Most striking about the violence we saw were the confrontations between cops and protesters. Of this, Kelly notes that DC Metro and Capitol Police were actually the provocateurs that day, and she says that there’s video proof. That video was sent to her by a man who’s still in jail in Washington, DC:
I was shocked. … He sent me a video that he had taken that showed police throwing flash bangs into the crowd. And I was shocked. Now, this was four months after I had started reporting it. I had never seen anything like this.
So you see him saying, “Look at this, they’re throwing flash bangs into the crowd. They’re exploding in people’s faces.” And then they were throwing something called sting balls, which, when it hits the ground, deploys these rubber bullets. So you see people bleeding from these rubber bullets.
And I thought, “Well, why were they doing this?” These people were basically outside on the grounds. They had flags, they were singing. Then all of a sudden, DC and Capitol Police started attacking them. Again, I think that’s why there were not National Guardsmen there, because if you had had the thousand or so National Guardsmen, they would say, “Well, you can’t do this to people. Why are you provoking them?”
More than 14,000 hours of surveillance video was taken on January 6. Why, more than a year later, are we only seeing cherry-picked snippets of that video?
Kelly focuses not just on the events of January 6, but also the unreported events that have taken place since, including the deplorable treatment of those involved:
So shockingly, we have a political prison in Washington, DC. Right now, there are about three dozen men who have been detained there. This DC jail opened one year ago this week. But a lot of men were incarcerated in other jails before they got to DC, so over a year they’ve been behind bars.
Most of them face some sort of attacking, assaulting, or interfering with law enforcement, but there are also nonviolent offenders, including at the DC jail, members of the Oath Keepers who are not accused of any violent crime, a couple of others who face no violent charges. But nonetheless, [the Justice Department] continues to ask for their continued, indefinite incarceration, because some of them don’t even have trial dates yet.
You could have one man in particular who will be in jail for 18 months before his trial even starts at the end of May, no violent charges, he walked in peacefully, did nothing wrong. He’s been dubbed a white supremacist. He’ll be in jail for 18 months. And you know what’s really upsetting about that case is the man who’s kept him behind bars is a Trump-appointed DC District Court judge, Trevor McFadden.
Kelly notes that many of those detained in the DC jail were kept in solitary confinement for the first several months. Covid was the excuse given. But, as she says: “They were separated from the general population, saying it was for their own protection because most of the people in the DC jail are convicted criminals and they wouldn’t be fans of Trump supporters. Neither are the guards. And so, there have been reports of physical assault, some very explicit strip searches that actually required one man to be transferred out of there to another jail, racial slurs. The only newspaper that’s distributed there is the Nation of Islam newspaper.”

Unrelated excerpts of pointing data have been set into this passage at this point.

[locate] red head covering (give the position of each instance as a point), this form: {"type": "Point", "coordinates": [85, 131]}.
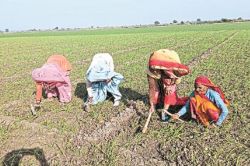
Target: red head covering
{"type": "Point", "coordinates": [61, 61]}
{"type": "Point", "coordinates": [205, 81]}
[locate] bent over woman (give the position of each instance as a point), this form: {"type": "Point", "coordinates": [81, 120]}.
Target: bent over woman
{"type": "Point", "coordinates": [207, 103]}
{"type": "Point", "coordinates": [53, 78]}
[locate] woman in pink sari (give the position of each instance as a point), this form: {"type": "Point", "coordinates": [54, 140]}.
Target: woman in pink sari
{"type": "Point", "coordinates": [53, 77]}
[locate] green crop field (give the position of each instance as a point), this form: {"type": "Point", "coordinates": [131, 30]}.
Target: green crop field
{"type": "Point", "coordinates": [66, 135]}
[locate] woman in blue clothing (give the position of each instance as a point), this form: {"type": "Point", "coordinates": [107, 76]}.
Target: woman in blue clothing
{"type": "Point", "coordinates": [102, 79]}
{"type": "Point", "coordinates": [207, 103]}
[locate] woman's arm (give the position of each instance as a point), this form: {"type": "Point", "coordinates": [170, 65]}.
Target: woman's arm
{"type": "Point", "coordinates": [153, 91]}
{"type": "Point", "coordinates": [221, 105]}
{"type": "Point", "coordinates": [39, 91]}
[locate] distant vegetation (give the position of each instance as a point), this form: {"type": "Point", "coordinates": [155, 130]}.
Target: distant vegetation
{"type": "Point", "coordinates": [156, 23]}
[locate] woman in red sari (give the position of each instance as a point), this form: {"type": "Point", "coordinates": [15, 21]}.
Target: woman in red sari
{"type": "Point", "coordinates": [207, 103]}
{"type": "Point", "coordinates": [164, 73]}
{"type": "Point", "coordinates": [53, 77]}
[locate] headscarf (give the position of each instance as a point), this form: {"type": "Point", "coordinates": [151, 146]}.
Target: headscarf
{"type": "Point", "coordinates": [61, 61]}
{"type": "Point", "coordinates": [101, 68]}
{"type": "Point", "coordinates": [205, 81]}
{"type": "Point", "coordinates": [165, 59]}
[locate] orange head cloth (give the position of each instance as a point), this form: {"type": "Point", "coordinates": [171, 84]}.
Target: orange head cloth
{"type": "Point", "coordinates": [205, 81]}
{"type": "Point", "coordinates": [61, 61]}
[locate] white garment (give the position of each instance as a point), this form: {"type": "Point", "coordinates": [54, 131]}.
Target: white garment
{"type": "Point", "coordinates": [99, 58]}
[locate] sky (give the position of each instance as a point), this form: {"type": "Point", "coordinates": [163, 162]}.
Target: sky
{"type": "Point", "coordinates": [18, 15]}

Plenty has been written about the events of January 6, and, thanks to the intrepid work of Julie Kelly, we know much of it to be false or incomplete. Some of the most inaccurate and troubling reporting concerned the death of Trump supporter Ashli Babbitt, at the hands of a Capitol cop, Michael Byrd, who was given extraordinarily deferential treatment. Indeed, it’s not a stretch to say that Byrd’s unwarranted shooting of Babbitt has been whitewashed. And then there was the grotesquely propagandized death of Capitol Police Officer Brian Sicknick — an event which our Mark Alexander has written about extensively.
According to The New York Times, Sicknick was bludgeoned to death by Trump supporters with a fire extinguisher. That, as it turned out, was a despicable lie — one of many that Kelly exposes.
All of which ultimately prompts her to ask: “If January 6 was so bad, why do they have to lie about it?”